The idea for Morgan's Wonderland—billed as "the world's first ultra-accessible family fun park," and situated on 25 acres in San Antonio—came to philanthropist Gordon Hartman during a family vacation a few years ago. As a group of kids tossed a ball around the hotel pool, Hartman's daughter Morgan, who has cognitive delays and physical challenges, "slowly inched her way over, hoping to join in," he recalls. But the other children weren't sure how to respond, and the game came to a halt.
Hartman had a brainstorm. What kids like Morgan needed, he realized, was "a place where everyone could play together." He and his wife, Maggie, decided to create one, holding public forums to discuss the project. "Hundreds of people came," Hartman says. For the next year, that group of parents, activists, doctors, and designers thought up ways to adapt traditional attractions (the carousel's animals are designed to fit wheelchairs) and create a tranquil atmosphere (the park encourages reservations, which keep crowds—and noise levels—manageable).

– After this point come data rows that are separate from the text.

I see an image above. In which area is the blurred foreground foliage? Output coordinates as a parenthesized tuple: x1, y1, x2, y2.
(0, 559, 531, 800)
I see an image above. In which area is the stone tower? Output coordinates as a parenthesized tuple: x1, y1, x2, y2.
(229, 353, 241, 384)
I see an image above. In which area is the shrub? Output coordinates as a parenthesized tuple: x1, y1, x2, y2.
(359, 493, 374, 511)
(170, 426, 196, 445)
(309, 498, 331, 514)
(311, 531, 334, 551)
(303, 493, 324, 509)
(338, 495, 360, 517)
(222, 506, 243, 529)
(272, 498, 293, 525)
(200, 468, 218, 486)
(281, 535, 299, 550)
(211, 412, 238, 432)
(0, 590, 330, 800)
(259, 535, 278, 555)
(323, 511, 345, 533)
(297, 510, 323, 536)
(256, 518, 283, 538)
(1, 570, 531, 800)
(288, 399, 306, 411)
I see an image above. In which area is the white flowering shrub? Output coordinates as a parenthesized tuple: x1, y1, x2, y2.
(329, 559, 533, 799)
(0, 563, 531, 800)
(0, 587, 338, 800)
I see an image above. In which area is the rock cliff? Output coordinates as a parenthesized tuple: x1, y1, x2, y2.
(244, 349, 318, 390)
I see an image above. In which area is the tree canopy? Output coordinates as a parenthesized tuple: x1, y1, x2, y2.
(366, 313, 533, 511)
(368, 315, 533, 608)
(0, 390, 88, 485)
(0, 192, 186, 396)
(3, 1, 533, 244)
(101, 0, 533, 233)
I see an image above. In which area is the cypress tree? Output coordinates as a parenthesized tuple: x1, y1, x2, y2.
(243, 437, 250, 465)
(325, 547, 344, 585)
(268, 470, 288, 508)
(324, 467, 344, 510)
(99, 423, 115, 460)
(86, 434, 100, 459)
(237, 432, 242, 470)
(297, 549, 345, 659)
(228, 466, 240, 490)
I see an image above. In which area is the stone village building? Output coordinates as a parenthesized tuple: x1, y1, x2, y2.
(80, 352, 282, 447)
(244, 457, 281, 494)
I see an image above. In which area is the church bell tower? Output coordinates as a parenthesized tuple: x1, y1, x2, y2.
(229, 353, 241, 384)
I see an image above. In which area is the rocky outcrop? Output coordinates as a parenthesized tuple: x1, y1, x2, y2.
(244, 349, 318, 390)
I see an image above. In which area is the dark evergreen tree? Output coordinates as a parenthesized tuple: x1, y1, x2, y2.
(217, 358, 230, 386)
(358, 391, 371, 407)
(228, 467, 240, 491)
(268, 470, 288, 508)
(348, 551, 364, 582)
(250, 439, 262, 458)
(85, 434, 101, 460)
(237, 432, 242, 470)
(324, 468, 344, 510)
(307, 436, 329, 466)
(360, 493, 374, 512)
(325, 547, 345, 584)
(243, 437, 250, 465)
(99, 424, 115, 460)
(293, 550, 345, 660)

Since Morgan's Wonderland opened last year, it's drawn visitors from 49 states and 20 countries. Often among the guests is Morgan, now 17, who loves the swings. "She'd swing forever if she could," says Hartman, who feels the park has given his daughter a taste of independence. The carousel used to scare her, but now she tells her parents not to come along when she rides, preferring to go alone. Says Hartman: "Morgan has learned that she can do that."